Coming together for a noble cause, Samwad, a school for specially-abled children and Manasvi Bhatia, founder of social enterprise Lonavala Local, invited artist Harshit Manocha to paint the walls of their school in Lonavala. But what added to the thoughtful initiative was the participation of the students and locals. Parmeshwari Damle (right), secretary and administrator of the school shared, “I wanted the paintings to be something that can inspire and be relatable to the kids.

The children were thrilled about it, and treated it as their wall and their work.” Manocha added, “The Sab Sundar Hai initiative has positive elements that reflected the school’s vibe and communicated our vision of the project. The mural took two days to complete with some help from the staff and locals, and includes handprints of the children.”

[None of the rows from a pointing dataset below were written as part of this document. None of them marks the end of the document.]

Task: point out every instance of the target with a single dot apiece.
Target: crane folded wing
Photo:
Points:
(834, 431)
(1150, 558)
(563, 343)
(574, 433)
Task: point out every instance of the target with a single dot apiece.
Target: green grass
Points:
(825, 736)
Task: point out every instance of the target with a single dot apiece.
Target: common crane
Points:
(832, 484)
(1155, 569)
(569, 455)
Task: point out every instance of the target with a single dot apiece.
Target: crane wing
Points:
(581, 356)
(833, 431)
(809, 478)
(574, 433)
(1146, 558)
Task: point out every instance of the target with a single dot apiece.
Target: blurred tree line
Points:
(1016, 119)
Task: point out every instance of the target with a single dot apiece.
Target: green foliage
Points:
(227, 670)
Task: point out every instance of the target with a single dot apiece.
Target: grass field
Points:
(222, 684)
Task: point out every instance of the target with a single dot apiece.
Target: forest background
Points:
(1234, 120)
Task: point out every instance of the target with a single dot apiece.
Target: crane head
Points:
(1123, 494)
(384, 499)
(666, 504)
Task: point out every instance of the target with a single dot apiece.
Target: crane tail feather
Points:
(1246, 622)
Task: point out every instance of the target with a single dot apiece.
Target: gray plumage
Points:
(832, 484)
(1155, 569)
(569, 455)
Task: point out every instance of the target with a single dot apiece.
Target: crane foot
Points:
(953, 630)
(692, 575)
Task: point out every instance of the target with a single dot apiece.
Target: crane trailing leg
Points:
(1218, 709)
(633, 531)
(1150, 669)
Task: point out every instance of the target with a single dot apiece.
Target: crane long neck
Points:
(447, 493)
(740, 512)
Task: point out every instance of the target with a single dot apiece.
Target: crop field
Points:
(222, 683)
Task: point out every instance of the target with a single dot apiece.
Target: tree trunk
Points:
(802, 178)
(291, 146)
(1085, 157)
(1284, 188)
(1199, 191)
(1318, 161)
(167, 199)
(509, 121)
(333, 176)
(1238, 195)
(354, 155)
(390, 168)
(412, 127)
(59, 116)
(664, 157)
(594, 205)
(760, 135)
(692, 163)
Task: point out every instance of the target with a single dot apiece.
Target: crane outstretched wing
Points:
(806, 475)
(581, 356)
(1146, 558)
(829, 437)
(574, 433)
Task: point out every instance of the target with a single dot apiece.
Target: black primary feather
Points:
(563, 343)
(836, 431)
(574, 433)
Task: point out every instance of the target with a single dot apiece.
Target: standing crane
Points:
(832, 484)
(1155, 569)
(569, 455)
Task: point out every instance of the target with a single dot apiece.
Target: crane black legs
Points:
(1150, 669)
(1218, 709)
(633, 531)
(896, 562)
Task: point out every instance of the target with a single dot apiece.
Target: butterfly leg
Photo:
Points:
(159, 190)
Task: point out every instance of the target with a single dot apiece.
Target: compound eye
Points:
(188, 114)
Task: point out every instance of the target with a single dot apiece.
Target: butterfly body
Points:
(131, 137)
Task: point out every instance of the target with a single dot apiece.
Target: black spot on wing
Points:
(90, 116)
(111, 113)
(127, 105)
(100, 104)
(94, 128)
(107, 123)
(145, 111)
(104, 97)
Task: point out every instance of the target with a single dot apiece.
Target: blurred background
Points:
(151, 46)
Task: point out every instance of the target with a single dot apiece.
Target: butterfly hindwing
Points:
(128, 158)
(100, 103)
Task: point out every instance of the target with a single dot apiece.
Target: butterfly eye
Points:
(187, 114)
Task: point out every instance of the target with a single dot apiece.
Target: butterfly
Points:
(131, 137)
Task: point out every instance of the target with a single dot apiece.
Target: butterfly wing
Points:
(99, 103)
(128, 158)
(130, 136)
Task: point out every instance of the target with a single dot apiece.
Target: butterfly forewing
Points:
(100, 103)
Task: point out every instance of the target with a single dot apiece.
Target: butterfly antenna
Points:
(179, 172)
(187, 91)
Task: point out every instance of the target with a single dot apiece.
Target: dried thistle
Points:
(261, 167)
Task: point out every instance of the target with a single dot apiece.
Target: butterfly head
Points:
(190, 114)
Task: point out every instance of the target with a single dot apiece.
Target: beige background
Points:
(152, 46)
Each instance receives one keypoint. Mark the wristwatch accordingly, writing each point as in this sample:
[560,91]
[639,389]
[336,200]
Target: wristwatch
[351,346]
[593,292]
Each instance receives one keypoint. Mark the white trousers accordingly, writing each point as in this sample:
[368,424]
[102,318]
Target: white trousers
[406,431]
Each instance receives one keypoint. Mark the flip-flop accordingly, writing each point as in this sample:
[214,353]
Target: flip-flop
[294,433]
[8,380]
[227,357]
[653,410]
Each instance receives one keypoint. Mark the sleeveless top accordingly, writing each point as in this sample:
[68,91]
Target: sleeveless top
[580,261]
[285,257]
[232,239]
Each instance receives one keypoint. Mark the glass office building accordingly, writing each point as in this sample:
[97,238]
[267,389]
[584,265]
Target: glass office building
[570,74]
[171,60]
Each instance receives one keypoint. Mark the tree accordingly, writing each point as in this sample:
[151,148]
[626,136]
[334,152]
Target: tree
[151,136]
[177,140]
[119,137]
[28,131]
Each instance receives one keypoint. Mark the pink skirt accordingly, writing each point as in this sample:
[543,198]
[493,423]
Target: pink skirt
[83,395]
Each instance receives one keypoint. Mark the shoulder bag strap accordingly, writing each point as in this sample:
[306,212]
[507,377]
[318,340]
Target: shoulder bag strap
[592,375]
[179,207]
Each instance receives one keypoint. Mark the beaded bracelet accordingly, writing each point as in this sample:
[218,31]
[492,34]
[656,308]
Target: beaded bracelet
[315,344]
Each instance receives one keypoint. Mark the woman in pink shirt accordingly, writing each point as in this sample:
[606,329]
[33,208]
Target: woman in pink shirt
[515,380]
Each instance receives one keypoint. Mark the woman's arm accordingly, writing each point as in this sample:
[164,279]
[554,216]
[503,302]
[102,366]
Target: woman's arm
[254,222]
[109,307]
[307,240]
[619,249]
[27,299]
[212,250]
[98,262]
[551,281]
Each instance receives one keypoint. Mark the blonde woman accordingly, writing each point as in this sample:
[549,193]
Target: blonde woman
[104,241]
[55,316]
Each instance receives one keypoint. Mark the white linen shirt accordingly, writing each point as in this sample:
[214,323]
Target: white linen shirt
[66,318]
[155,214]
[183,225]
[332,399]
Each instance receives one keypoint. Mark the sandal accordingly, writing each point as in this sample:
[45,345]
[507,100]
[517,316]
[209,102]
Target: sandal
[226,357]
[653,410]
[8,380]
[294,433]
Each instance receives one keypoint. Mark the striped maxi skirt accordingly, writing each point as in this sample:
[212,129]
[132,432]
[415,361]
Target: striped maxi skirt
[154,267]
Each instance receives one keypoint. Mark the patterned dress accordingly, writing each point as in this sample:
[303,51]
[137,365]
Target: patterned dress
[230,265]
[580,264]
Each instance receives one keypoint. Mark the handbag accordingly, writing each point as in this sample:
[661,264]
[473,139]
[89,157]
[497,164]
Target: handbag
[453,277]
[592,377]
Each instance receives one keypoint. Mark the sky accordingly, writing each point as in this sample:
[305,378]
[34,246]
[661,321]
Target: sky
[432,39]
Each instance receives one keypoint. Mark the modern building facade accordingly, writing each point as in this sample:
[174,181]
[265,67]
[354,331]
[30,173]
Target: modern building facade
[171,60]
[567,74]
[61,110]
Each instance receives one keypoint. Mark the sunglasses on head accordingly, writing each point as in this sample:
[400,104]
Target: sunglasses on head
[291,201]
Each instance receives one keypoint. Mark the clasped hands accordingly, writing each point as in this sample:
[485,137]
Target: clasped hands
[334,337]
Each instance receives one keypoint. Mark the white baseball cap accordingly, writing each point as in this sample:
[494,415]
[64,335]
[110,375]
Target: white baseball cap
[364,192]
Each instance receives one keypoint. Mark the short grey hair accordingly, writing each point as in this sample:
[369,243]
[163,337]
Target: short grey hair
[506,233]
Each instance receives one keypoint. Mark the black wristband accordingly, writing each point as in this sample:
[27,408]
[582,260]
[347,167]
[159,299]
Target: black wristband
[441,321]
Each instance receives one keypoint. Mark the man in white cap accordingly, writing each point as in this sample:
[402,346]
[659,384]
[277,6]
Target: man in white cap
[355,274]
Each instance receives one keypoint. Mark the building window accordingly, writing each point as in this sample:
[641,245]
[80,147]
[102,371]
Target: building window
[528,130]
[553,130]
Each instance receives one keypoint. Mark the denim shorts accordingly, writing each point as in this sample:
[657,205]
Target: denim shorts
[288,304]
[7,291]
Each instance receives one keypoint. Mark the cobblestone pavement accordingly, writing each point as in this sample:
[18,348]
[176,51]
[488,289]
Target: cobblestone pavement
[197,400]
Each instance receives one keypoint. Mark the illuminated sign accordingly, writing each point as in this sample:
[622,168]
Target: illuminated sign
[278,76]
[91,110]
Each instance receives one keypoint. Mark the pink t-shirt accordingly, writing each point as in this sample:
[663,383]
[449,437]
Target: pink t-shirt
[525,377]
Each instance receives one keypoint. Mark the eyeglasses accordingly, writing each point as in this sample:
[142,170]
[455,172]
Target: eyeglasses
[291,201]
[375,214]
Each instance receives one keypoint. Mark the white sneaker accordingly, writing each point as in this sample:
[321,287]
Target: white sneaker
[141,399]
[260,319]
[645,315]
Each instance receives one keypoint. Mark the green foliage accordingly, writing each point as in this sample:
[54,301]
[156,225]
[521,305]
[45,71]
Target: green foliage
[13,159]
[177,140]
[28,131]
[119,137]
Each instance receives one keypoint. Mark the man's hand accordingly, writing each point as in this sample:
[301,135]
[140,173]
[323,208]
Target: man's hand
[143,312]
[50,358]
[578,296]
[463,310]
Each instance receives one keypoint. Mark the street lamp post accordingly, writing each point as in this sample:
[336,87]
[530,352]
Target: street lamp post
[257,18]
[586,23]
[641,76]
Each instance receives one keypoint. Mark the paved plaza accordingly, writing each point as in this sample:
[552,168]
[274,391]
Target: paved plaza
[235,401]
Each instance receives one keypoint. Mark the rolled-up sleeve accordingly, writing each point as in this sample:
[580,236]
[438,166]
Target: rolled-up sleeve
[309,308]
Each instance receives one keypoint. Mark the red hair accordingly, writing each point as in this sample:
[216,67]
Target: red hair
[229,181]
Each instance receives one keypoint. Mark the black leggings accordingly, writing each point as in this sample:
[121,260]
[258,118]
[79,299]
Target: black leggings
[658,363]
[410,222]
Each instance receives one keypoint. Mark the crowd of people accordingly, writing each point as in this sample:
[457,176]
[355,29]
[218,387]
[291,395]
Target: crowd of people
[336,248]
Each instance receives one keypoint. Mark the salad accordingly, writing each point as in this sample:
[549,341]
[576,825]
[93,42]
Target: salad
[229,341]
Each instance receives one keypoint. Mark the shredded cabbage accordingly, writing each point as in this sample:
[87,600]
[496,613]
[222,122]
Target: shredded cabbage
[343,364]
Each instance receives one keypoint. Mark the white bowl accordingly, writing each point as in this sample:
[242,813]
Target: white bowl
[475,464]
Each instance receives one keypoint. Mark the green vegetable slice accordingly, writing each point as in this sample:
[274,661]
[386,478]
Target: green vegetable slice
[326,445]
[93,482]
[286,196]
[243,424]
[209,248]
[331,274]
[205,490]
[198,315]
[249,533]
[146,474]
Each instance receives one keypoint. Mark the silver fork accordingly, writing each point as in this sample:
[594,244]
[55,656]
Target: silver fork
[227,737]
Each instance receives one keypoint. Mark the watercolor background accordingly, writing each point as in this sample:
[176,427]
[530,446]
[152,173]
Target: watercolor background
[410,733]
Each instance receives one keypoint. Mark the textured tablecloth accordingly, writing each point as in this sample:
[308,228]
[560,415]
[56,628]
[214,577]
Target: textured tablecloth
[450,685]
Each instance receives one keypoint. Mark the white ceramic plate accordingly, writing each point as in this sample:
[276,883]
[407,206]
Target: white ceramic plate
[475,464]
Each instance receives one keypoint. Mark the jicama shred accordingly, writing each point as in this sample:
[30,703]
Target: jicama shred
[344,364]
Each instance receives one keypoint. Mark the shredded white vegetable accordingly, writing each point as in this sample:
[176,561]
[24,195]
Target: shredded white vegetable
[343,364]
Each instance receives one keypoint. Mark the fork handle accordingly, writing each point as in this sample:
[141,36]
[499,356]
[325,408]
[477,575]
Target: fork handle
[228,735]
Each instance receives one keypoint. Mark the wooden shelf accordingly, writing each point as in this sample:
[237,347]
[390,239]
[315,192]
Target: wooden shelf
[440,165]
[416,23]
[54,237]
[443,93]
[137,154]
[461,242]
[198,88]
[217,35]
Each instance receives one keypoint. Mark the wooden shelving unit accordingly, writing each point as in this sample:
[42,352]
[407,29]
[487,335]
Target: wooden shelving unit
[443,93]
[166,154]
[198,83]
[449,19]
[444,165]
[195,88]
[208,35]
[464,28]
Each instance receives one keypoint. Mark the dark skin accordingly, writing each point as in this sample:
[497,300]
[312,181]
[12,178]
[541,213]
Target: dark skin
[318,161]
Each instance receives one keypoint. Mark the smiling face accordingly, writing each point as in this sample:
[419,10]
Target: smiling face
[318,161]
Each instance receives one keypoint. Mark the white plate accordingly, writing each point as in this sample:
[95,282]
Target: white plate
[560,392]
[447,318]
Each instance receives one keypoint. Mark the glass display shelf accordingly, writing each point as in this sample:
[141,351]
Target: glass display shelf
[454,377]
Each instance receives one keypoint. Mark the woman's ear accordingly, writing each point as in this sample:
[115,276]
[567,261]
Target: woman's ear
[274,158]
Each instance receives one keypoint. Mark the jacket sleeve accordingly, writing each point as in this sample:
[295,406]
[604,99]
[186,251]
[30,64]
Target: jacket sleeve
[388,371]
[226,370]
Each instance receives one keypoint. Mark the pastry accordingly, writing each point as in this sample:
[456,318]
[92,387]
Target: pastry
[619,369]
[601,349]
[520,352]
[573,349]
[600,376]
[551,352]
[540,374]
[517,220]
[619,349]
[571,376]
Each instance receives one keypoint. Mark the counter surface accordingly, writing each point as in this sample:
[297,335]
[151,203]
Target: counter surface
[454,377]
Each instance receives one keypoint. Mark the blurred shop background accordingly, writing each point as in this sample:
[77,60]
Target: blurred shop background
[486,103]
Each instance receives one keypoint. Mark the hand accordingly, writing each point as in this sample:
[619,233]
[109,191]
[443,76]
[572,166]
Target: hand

When Mumbai’s bada dil was on display

Dignitaries, including Governor of Maharashtra, Ramesh Bais (eighth from left) , salute the philanthropic effort of TMM on Tuesday night
Dignitaries, including Governor of Maharashtra, Ramesh Bais (eighth from left) , salute the philanthropic effort of TMM on Tuesday night

Money, money, money… it ain’t so funny in the running world. That was the message of the Tata Mumbai Marathon (TMM) on Tuesday night at a SoBo five-star, where philanthropy awards for the event were announced. Mumbai’s premier long distance running event raised R40.68 crore for social good this year. If that makes you gasp, read this: Since its inception, the TMM has raised over R357.12 crore in charity. Here, numbers speak and so we are saying it with figures: This year, the highest and first-time fundraiser was the father-daughter duo Navya and Gagan Banga, who raised R1.13 crore from 112 donors. The second highest — Sadashiv Rao, raised R1.12 crore from 217 donors. Rao is a veteran fundraiser at the TMM and has been collecting funds since 2011. He became the highest fundraising individual over the years with a record-breaking cumulative total of R5.88 crore. Four individuals raised R1 crore and above. Three of them are first-time fundraisers. The Governor of Maharashtra, Ramesh Bais said pointing to the dazzling philanthropy effort, “The TMM has ignited hope in the lesser privileged…” Wallets may have shrunk during the pandemic but not the size of hearts. #HarDilMumbai, was the official race catchline, and what better way to live up to it, as the soul-stirring numbers proved.